A fronte dei terribili reati ed omicidi a cui abbiamo assistito negli ultimi giorni – partendo da Paderno Dugnano, per arrivare fino all’omicidio Verzeni e da lì a scendere – la scrittrice e pedagogista Susanna Tamaro ha pubblicato un’interessante riflessione sulle pagine del Corriere che parte da una constatazione (forse ovvia, ma spesso dimenticata): a causa del boom della tecnologia la società è scivolata “verso una dimensione molto pericolosa nella quale la maggior parte delle persone non è più consapevole di se stessa e vaga in un confortevole nulla”, con il conseguente riaffioramento “della parte più primitiva (..) degli istinti che vanno immediatamente soddisfatti“.



“I tragici e immotivati omicidi degli ultimi giorni – spiega ed analizza Tamaro – non sono che la punta di un iceberg di un gravissimo malessere” che si manifesta anche con un aumento di “passività, autolesionismo, alcolismo, uso degli stupefacenti, forza del branco come identità individuale” prendendo il posto di quella società magnifica e progressiva che si immaginava pochi decenni fa grazie alla già citata tecnologia.
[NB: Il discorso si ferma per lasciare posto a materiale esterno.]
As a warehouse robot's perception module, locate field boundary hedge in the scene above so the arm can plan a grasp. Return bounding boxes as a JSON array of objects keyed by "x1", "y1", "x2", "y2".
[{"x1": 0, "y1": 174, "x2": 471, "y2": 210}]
Questa deriva secondo Tamaro è legata al fatto che se fin dalla più giovane età “un bambino non ha avuto altro nutrimento che la rete e (..) ha già assistito a un numero incredibile di omicidi, sparatorie e atti efferati” quasi inevitabilmente il suo cervello ha assorbito questa come realtà predominante e “se non è stata fatta un’opera di contenimento” da parte dei genitori, ma anche degli educatori e della società intera (..) quando si spreme [il cervello] esce ciò che ha assorbito“.

Susanna Tamaro: “Basta con l’idea che i bambini sono perfetti e non vanno educati”

Insomma – per metterla sotto altri termini -, secondo Tamaro il problema è quel “culto del bambino perfetto” che ha creato una società di “devoti” che credono di “non dover fare nessuno sforzo per contrastare queste oscure e ataviche pulsioni”; mentre in passato “la società, la scuola, la famiglia erano consapevoli che i difetti (..) andavano corretti” per far prevalere “le virtù davanti all’insolenza dei vizi” e davanti all’attuale baratro in cui ci troviamo e al boom di atti violenti compiuti anche da ragazzi poco più che bambini “non ci si può che avvolgere nel manto del moralismo, della (..) ricerca di una ragione psichiatricamente comprensibile e tranquillizzante“.



“L’educazione – continua Tamaro – è un cammino che dovrebbe proseguire tutta la vita” con una ferma (fermissima) forza di volontà nel modificare i propri atteggiamenti, senza la quale non resta che il predominio della “potenza” e del “desiderio [come] metro di ogni cosa” che ci spingono a pensare “che è lecito compiere ogni atto per realizzarlo”. L’unica soluzione secondo Tamaro è dire un netto “adesso basta” a comportamenti e consuetudini distruttive, a partire – sottolinea – “dall’uso ricreativo delle droghe“.

Su queste ultime – conclude – andrebbe abolita “la retorica dell’innocuità” perché anche se “leggere” sempre droghe rimangono e (similmente a tutte le altre, definite ‘pesanti’) “annullano la volontà e se, mescolate tra di loro con psicofarmaci e alcol, o se prese da persone con preesistenti problemi psichiatrici, possono avere un effetto devastante” che mostra la sua potenza nei tristissimi eventi di cronaca di cui ogni giorno leggiamo su giornali e notiziari.